Liquefaction assessments in Leicester's Soar Valley often reveal high potential in sands that look competent on standard SPT blow counts alone.
Local considerations
Leicester expanded rapidly during the Victorian industrial boom, with terraced housing and mill buildings constructed directly over the floodplain. Many of these structures have shallow brick footings that predate any seismic consideration. When a magnitude 5.2 Market Rasen earthquake shook the East Midlands in 2008, it reminded engineers that intraplate seismicity, though moderate, is real. A liquefaction-induced settlement of 50 mm under a masonry building can trigger diagonal cracking that costs more to underpin than the land is worth. The biggest misconception we encounter is that liquefaction only matters for multi-storey steel frames. In Leicester's older neighbourhoods, a row of two-storey terraces sitting on loose saturated silt can suffer differential movement that renders the party wall structurally compromised. A stone column treatment design informed by our analysis can densify the deposit and provide a drainage path, reducing excess pore pressure before it accumulates.
Common questions
Does Leicester really have a seismic risk that justifies a liquefaction study?

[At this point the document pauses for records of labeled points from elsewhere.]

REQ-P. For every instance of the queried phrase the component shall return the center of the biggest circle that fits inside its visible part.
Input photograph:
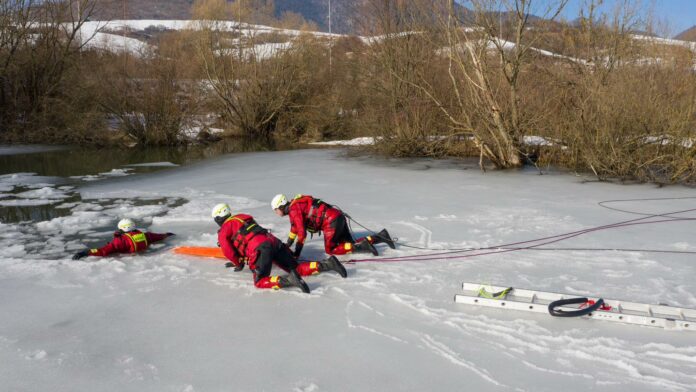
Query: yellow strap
(140, 237)
(235, 218)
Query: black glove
(237, 268)
(298, 250)
(81, 254)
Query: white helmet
(279, 201)
(126, 225)
(221, 212)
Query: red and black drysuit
(242, 239)
(309, 214)
(130, 242)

While the UK is not on a plate boundary, intraplate earthquakes do occur. The 2008 Market Rasen event was felt across the East Midlands. Eurocode 8 requires liquefaction assessment for structures in importance class 2 and above when the peak ground acceleration exceeds 0.1g on type D or E soils, which covers much of the Soar Valley alluvium in Leicester.

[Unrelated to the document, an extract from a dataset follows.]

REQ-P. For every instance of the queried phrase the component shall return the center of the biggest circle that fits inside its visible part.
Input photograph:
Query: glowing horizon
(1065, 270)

What is the typical cost for a liquefaction analysis in Leicester?
A complete programme including CPT field work, laboratory cyclic testing, and the engineering report typically falls between £2.250 and £2.850, depending on the depth of the alluvial deposit and the number of test locations required.
Can you use existing borehole logs for the assessment?
Existing logs provide a useful starting point, but liquefaction analysis requires parameters not captured in a standard SPT log, specifically cone tip resistance (qc), sleeve friction (fs), and shear wave velocity (Vs). We usually recommend a targeted CPT campaign to fill the data gaps before running the analysis.
What ground improvement methods do you recommend if the site shows high liquefaction potential?
For Leicester's river terrace gravels and sands, vibrocompaction and stone columns are the most common solutions. Stone columns provide both densification and a vertical drainage path that reduces pore pressure buildup during shaking. The exact design depends on the fines content and the depth of the liquefiable layer.